Demon Power – A spectator shuffles a deck and chooses a card, which they themselves bury in the deck. They divide the deck into three packets. The performer suspects the spectator's card is in one of them. However, their three guesses prove incorrect. They give up, have the card called out, select it, and hold it at a distance above one of the failed attempts. It must be a demon that is now swapping places between the table and the hand...
Circe's Magic - A playing card is tricked into believing it's someone else! And then it actually is. It's a little "psycho-cabaret."
Friday the Thirteenth - After the bizarre cabaret, things get a little darker: The cards are shuffled and rolled, and then the spectator card is placed in a position in the game that corresponds to the only entry in a pocket calendar.
Portent – A spectator freely chooses eight cards and memorizes one. The performer finds it without looking at or knowing the cards.
Synchronous Thought Switching – Two spectators, two games. The performer announces that they will synchronize their thoughts. Everyone freely chooses a game, names a playing card, and picks it out. There are different values in different positions.

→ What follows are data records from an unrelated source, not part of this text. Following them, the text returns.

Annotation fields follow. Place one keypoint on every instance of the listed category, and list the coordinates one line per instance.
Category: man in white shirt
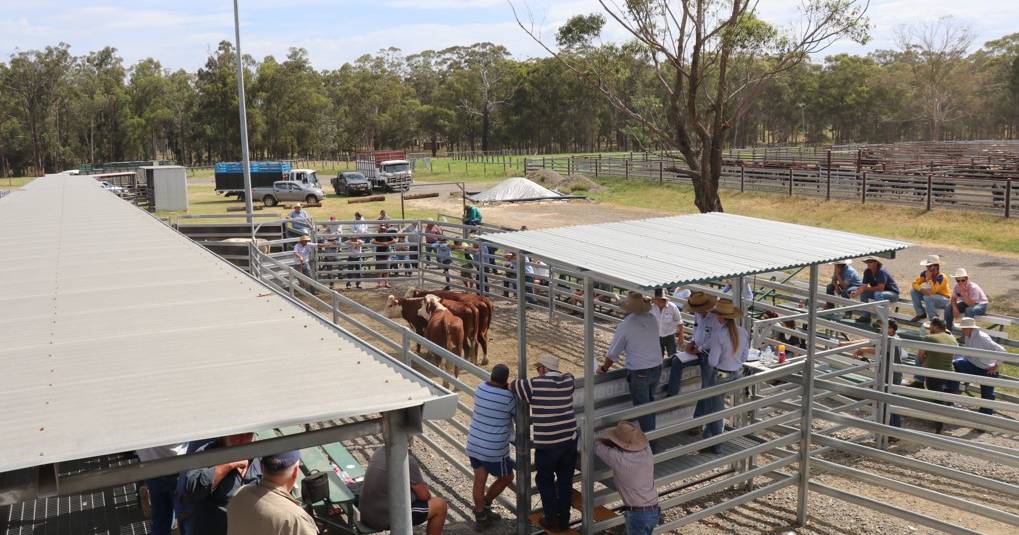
(976, 338)
(669, 322)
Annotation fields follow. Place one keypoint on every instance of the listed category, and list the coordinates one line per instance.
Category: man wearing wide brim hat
(929, 291)
(626, 450)
(637, 337)
(877, 284)
(967, 299)
(976, 338)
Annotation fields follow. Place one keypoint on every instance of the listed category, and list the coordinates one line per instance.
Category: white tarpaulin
(516, 189)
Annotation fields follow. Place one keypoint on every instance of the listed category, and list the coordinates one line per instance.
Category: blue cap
(280, 462)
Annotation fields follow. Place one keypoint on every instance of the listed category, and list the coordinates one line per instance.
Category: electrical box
(167, 186)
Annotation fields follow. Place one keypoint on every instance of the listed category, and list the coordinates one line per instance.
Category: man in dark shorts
(488, 443)
(374, 501)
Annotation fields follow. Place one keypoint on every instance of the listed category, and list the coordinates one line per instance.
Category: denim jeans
(161, 497)
(554, 468)
(716, 404)
(967, 311)
(876, 296)
(986, 390)
(641, 522)
(643, 383)
(927, 305)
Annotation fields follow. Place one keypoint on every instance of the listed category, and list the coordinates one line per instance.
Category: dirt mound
(577, 183)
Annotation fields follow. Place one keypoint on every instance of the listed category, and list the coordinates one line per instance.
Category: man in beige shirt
(266, 506)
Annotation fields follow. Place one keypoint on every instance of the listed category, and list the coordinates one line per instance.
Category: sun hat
(726, 310)
(700, 302)
(968, 323)
(637, 303)
(628, 436)
(549, 361)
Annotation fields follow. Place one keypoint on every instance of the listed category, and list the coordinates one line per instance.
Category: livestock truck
(386, 170)
(230, 177)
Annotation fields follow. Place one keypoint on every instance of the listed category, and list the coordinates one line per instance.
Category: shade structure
(120, 333)
(681, 250)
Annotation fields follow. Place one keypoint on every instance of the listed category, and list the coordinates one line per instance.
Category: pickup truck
(288, 191)
(350, 183)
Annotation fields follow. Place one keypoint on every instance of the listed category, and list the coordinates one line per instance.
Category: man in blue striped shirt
(550, 395)
(488, 442)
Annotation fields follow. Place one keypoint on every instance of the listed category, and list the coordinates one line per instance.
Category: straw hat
(700, 303)
(637, 303)
(549, 361)
(968, 323)
(628, 436)
(726, 310)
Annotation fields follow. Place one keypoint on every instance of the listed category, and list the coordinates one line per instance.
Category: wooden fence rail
(976, 193)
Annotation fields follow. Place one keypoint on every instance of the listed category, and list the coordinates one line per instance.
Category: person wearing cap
(877, 285)
(669, 322)
(937, 360)
(728, 350)
(845, 279)
(488, 442)
(967, 299)
(930, 289)
(374, 501)
(700, 305)
(637, 337)
(976, 338)
(266, 506)
(553, 427)
(206, 492)
(625, 449)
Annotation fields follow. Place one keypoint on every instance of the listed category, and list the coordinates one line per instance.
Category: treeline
(58, 110)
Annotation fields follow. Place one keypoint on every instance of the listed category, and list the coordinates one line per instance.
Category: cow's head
(393, 308)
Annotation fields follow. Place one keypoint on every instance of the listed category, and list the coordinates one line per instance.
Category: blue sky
(179, 33)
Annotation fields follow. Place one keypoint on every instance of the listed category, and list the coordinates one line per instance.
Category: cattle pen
(821, 413)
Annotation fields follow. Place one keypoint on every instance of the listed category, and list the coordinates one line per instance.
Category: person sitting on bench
(374, 500)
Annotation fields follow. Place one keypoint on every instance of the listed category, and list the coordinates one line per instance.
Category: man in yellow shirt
(930, 290)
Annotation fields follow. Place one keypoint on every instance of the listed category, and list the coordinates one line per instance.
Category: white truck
(386, 170)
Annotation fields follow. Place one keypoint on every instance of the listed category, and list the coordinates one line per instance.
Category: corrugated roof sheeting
(119, 333)
(681, 250)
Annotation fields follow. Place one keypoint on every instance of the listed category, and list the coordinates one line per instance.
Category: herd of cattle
(456, 321)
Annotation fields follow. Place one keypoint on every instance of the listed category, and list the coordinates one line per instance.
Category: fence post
(863, 189)
(930, 189)
(1008, 198)
(827, 188)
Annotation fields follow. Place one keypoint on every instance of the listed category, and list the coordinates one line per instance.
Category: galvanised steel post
(806, 405)
(523, 420)
(587, 433)
(246, 164)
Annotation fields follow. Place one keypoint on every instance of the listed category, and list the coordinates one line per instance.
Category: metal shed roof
(688, 249)
(119, 333)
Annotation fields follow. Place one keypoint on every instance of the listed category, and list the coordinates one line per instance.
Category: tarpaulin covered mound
(516, 189)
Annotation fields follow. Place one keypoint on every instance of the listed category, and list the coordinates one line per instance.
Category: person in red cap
(266, 506)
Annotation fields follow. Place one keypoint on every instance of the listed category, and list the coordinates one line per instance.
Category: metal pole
(397, 473)
(587, 433)
(523, 420)
(806, 405)
(246, 164)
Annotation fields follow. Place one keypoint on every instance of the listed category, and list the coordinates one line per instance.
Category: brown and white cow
(413, 311)
(483, 304)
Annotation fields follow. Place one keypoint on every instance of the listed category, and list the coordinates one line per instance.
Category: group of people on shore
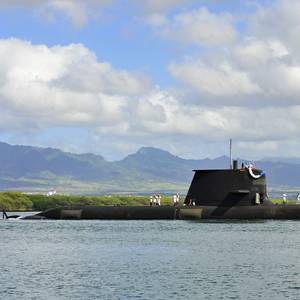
(285, 198)
(155, 200)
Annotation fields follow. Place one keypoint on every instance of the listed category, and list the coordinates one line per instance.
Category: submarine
(234, 193)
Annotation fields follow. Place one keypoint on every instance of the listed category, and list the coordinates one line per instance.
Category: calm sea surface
(149, 260)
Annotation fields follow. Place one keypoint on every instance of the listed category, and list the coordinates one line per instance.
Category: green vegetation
(10, 201)
(17, 201)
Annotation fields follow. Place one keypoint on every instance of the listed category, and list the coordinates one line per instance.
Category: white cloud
(222, 80)
(199, 27)
(62, 85)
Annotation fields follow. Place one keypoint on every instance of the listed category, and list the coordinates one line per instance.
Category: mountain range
(148, 170)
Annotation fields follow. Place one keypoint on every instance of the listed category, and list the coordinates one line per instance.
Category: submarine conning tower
(228, 187)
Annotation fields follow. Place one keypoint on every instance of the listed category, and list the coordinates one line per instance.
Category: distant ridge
(149, 169)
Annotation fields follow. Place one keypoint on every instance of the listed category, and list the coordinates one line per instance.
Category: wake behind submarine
(235, 193)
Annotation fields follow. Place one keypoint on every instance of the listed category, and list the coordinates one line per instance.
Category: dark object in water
(216, 194)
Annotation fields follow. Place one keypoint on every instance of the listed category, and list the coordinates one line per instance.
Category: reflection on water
(149, 260)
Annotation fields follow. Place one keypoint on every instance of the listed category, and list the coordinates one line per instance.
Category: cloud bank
(239, 83)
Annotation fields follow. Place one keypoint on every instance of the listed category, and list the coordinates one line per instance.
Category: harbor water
(149, 260)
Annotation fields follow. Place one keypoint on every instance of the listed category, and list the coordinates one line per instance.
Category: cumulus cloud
(199, 27)
(62, 85)
(247, 87)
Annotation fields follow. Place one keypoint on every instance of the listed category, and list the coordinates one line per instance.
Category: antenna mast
(230, 152)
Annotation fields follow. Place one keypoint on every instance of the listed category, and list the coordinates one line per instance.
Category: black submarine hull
(280, 212)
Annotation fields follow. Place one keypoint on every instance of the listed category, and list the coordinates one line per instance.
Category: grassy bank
(16, 201)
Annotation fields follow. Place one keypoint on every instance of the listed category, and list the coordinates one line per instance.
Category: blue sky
(109, 76)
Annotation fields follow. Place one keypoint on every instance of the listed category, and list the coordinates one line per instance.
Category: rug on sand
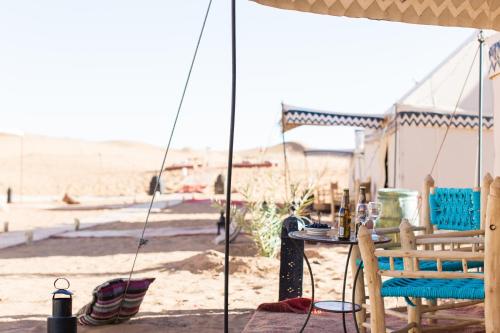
(276, 322)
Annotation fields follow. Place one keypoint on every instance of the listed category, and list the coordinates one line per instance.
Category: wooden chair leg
(491, 259)
(433, 303)
(370, 262)
(415, 315)
(360, 288)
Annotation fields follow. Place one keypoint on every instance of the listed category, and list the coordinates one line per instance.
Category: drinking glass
(374, 210)
(361, 216)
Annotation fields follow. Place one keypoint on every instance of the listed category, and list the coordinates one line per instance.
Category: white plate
(317, 231)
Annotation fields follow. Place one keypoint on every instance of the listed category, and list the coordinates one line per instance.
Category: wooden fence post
(491, 260)
(485, 191)
(370, 262)
(425, 218)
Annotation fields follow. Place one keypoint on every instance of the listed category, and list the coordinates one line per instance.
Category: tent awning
(483, 14)
(437, 119)
(293, 117)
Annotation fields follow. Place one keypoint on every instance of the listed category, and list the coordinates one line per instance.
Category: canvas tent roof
(293, 117)
(453, 84)
(465, 13)
(448, 96)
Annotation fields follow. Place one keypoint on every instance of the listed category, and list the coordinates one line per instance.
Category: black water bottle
(62, 320)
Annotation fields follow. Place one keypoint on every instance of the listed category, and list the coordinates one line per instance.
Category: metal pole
(230, 167)
(395, 144)
(21, 169)
(480, 130)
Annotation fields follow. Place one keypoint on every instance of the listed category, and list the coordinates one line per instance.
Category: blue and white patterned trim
(494, 59)
(435, 119)
(293, 118)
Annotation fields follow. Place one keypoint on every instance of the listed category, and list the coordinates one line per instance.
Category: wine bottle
(344, 217)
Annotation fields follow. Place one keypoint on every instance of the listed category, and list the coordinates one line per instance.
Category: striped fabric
(107, 299)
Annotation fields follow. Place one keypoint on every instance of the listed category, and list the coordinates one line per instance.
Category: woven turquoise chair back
(455, 208)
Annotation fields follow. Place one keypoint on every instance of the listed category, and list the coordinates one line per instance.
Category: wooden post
(491, 260)
(408, 242)
(360, 288)
(485, 191)
(425, 218)
(370, 262)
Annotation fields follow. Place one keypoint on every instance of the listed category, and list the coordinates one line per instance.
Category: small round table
(337, 306)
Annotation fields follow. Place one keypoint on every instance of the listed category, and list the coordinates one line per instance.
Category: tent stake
(230, 167)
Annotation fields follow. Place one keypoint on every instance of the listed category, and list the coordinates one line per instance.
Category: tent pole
(395, 144)
(480, 130)
(230, 167)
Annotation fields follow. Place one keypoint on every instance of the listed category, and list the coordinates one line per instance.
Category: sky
(115, 70)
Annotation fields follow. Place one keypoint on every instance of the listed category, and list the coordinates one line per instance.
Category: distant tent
(401, 145)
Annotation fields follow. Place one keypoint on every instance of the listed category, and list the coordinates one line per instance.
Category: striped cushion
(107, 299)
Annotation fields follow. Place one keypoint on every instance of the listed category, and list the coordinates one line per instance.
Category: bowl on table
(317, 229)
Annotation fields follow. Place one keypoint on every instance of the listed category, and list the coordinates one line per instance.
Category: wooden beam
(485, 192)
(492, 258)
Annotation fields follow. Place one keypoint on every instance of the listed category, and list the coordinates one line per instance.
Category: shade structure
(494, 73)
(483, 14)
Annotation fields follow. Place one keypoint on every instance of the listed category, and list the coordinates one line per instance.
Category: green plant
(265, 219)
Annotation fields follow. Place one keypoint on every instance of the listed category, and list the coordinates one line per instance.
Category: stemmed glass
(361, 216)
(374, 209)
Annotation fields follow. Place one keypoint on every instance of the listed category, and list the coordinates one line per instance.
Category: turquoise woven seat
(434, 288)
(426, 265)
(455, 209)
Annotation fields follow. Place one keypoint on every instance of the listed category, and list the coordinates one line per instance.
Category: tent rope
(142, 240)
(448, 126)
(454, 112)
(285, 161)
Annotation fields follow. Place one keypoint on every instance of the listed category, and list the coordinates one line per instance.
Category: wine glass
(374, 209)
(361, 216)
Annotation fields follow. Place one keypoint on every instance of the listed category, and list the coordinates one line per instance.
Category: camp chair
(446, 213)
(413, 283)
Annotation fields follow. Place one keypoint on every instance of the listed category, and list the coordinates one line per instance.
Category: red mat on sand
(293, 305)
(277, 322)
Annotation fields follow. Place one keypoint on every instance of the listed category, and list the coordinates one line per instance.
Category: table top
(333, 239)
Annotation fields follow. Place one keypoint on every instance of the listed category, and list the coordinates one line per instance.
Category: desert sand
(188, 292)
(109, 177)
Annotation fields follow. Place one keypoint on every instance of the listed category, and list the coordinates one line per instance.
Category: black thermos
(62, 320)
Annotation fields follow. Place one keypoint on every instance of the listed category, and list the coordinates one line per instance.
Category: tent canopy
(483, 14)
(453, 84)
(296, 116)
(293, 117)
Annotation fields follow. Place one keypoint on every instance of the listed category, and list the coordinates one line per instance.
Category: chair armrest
(395, 230)
(412, 266)
(436, 255)
(450, 240)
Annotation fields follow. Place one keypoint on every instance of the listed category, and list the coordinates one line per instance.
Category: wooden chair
(433, 221)
(413, 283)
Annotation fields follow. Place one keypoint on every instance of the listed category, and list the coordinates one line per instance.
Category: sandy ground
(38, 165)
(107, 177)
(188, 292)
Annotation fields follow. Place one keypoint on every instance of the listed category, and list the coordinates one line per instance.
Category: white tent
(494, 72)
(401, 146)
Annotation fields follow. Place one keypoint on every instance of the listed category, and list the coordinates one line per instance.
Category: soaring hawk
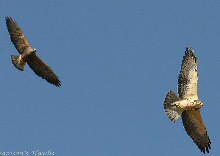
(28, 54)
(188, 104)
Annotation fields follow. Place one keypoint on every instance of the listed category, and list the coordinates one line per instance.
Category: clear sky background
(117, 60)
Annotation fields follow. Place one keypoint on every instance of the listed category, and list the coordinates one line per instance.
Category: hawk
(187, 104)
(28, 54)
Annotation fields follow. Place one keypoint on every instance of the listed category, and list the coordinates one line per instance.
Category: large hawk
(188, 104)
(28, 54)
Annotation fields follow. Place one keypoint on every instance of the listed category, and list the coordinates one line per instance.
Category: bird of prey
(188, 104)
(28, 54)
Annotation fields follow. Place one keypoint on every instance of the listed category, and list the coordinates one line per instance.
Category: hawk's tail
(170, 108)
(18, 62)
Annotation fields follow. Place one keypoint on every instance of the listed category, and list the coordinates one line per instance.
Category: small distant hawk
(28, 54)
(188, 104)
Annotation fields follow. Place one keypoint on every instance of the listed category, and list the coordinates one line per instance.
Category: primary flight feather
(28, 54)
(187, 104)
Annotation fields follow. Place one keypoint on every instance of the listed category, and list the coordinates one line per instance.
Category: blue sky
(117, 60)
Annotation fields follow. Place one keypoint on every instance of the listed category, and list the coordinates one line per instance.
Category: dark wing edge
(196, 129)
(43, 70)
(16, 35)
(187, 83)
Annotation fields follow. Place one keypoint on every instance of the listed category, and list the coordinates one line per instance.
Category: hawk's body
(28, 54)
(188, 104)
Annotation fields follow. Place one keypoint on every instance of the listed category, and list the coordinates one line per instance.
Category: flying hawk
(28, 54)
(188, 104)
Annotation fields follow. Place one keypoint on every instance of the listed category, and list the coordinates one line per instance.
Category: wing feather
(188, 77)
(196, 129)
(17, 37)
(43, 70)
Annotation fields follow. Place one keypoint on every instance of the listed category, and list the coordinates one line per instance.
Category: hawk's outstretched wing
(43, 70)
(196, 129)
(17, 37)
(188, 77)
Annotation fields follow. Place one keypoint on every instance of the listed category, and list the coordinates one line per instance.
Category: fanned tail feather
(171, 110)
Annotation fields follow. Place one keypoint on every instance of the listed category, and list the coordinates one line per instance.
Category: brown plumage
(28, 54)
(187, 104)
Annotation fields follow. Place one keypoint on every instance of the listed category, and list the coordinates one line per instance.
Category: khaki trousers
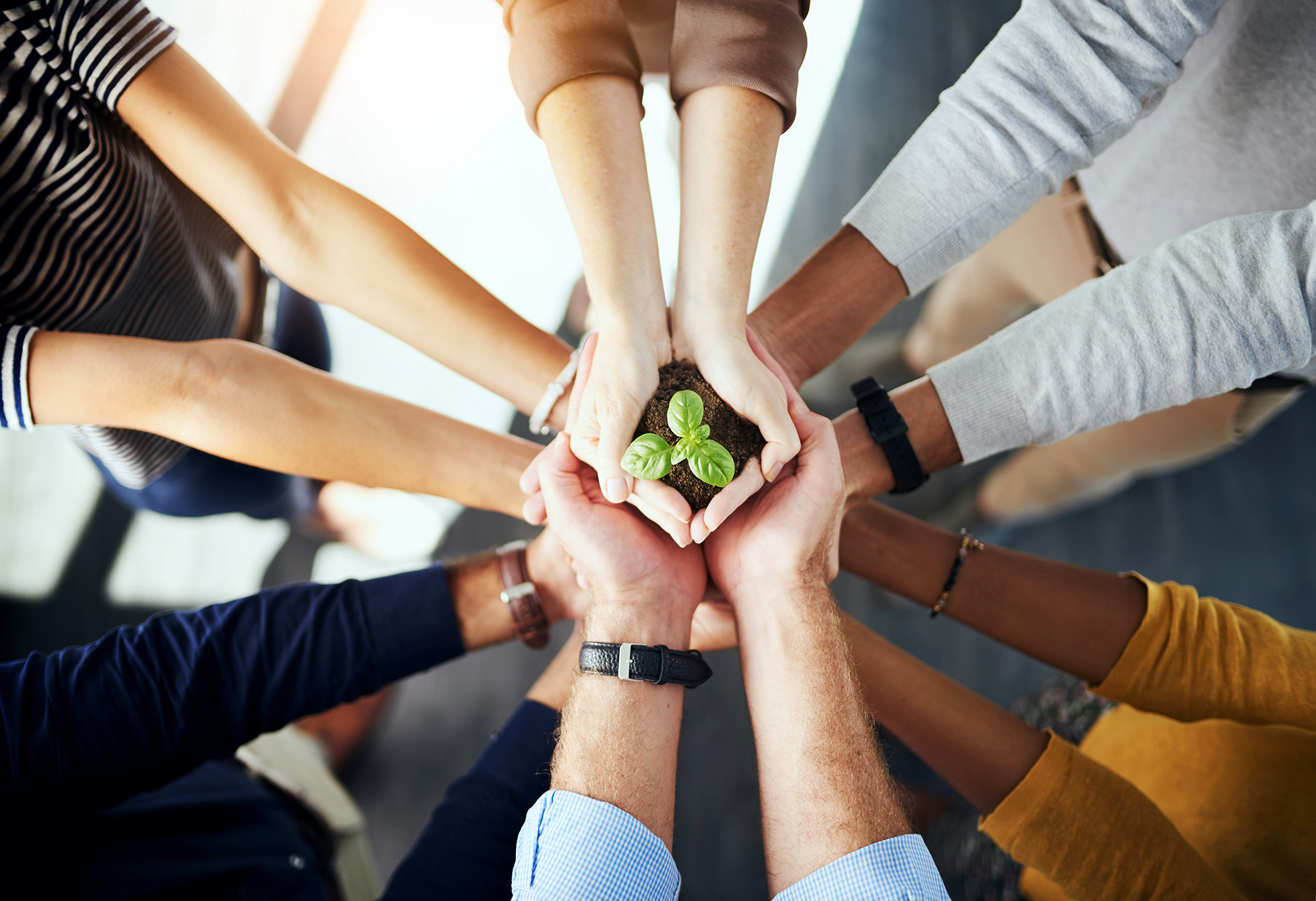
(1052, 249)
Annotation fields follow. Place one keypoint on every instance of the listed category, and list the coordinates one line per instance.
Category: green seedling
(649, 457)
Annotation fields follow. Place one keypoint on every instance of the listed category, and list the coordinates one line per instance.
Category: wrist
(476, 587)
(642, 621)
(867, 469)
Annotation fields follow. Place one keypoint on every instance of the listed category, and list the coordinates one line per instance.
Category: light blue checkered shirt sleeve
(576, 848)
(896, 870)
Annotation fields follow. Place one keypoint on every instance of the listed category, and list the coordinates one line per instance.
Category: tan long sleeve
(1197, 658)
(1097, 837)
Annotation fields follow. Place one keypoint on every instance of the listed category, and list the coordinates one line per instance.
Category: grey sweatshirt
(1207, 312)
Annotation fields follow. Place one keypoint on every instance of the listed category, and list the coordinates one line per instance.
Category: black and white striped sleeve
(15, 345)
(109, 43)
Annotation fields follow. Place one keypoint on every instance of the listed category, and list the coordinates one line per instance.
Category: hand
(786, 535)
(618, 554)
(553, 575)
(657, 500)
(740, 377)
(618, 386)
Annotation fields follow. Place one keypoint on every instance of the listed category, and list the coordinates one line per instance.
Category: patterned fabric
(972, 865)
(15, 408)
(97, 235)
(896, 870)
(576, 848)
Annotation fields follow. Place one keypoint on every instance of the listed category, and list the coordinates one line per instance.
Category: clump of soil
(728, 428)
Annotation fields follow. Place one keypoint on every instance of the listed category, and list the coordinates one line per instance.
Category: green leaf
(649, 457)
(685, 414)
(713, 464)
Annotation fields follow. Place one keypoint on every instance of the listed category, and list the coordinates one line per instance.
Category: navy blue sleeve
(89, 727)
(469, 845)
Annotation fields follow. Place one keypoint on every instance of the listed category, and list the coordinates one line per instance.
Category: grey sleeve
(1202, 315)
(1057, 86)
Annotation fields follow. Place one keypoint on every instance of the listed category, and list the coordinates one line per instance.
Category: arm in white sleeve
(1057, 86)
(1202, 315)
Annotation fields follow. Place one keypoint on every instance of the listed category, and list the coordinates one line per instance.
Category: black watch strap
(659, 665)
(889, 431)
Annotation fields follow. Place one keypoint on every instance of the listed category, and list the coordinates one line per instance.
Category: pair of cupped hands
(776, 540)
(615, 381)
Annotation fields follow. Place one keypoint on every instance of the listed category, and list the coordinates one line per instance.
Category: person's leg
(1047, 253)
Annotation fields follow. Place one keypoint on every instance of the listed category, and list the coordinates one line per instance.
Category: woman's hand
(659, 502)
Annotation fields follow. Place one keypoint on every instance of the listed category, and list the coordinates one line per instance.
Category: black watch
(657, 665)
(889, 429)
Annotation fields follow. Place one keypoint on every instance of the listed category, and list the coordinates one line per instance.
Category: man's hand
(622, 557)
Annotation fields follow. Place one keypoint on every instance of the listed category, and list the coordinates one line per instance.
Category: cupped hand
(617, 553)
(553, 575)
(657, 500)
(742, 378)
(788, 533)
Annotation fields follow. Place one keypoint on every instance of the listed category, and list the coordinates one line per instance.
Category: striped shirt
(577, 848)
(97, 235)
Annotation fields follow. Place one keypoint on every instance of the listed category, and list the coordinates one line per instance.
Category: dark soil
(728, 428)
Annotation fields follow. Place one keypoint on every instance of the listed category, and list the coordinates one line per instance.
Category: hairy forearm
(976, 746)
(249, 404)
(1072, 618)
(619, 739)
(592, 130)
(823, 786)
(728, 147)
(828, 304)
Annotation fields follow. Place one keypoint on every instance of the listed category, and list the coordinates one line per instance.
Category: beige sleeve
(1093, 835)
(1197, 658)
(749, 44)
(555, 41)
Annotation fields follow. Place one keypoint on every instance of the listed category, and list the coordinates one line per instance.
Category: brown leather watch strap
(520, 595)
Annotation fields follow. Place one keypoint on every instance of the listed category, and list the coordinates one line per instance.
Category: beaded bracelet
(967, 544)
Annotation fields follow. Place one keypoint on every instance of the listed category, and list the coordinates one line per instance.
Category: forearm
(249, 404)
(619, 739)
(592, 130)
(728, 147)
(824, 790)
(976, 746)
(90, 727)
(1077, 620)
(359, 257)
(867, 469)
(828, 304)
(328, 241)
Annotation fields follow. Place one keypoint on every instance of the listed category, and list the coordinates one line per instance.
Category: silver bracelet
(559, 387)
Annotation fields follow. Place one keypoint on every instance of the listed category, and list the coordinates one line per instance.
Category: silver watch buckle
(510, 595)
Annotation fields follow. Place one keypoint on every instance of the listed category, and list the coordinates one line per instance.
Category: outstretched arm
(728, 145)
(330, 243)
(245, 403)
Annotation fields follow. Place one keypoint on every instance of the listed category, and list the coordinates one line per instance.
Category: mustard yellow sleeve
(1097, 837)
(1197, 658)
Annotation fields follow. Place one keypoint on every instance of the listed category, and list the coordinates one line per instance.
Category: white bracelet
(556, 390)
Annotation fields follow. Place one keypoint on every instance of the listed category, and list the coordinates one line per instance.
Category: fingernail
(618, 490)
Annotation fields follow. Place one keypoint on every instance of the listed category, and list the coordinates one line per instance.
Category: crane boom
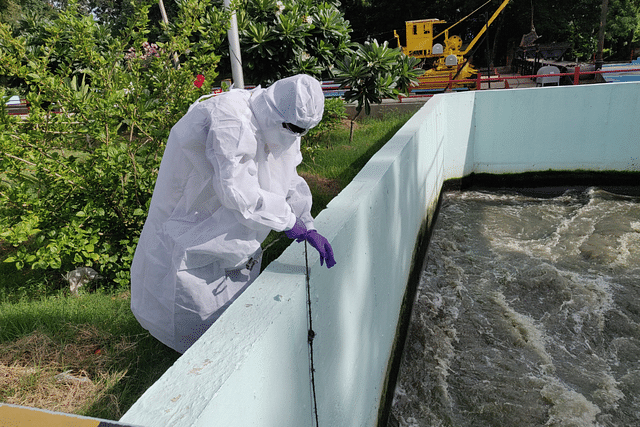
(484, 29)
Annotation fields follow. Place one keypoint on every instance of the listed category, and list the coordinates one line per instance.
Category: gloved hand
(298, 232)
(322, 245)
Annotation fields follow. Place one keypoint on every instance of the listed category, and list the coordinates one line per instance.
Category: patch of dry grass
(67, 377)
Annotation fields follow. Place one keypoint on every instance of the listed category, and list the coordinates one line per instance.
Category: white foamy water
(527, 314)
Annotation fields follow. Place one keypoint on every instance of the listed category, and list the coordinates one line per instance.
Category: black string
(311, 335)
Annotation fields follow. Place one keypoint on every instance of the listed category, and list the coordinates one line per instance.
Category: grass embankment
(87, 354)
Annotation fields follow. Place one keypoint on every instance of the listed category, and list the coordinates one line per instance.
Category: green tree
(373, 72)
(77, 174)
(282, 38)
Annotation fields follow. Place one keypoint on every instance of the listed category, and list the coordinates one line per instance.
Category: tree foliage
(77, 174)
(286, 37)
(375, 71)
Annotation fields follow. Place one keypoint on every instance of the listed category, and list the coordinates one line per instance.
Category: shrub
(286, 37)
(78, 172)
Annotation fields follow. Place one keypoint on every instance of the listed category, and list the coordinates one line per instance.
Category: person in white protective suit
(227, 178)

So where is the synchronicity of thoughts? This is demonstrated by the fact that spectator 1's card in spectator 2's game is in exactly the same position on the top as spectator 2's card in spectator 1's game. And this is without any manipulation by the performer!
Harmony – a fourfold agreement under incredible conditions.
Phenomenon – the only effect in Wilsmann's "Zersägter Jungfrau," newly redesigned to use just two 52-card decks. The spectator receives one, shuffles it, selects a card, and lets it disappear into the deck. Both follow a numerological ritual, but he shuffled the deck and never released it. Now he calls out his card. It is picked out from the other deck, in which all cards have numbers on the back. The number on his card value indicates the exact position of his card in his shuffled deck.
Telepathy – A perfect two-person code for transmitting one of 52 cards. No fishing. The medium makes three correct statements in succession, with the third already being the target card.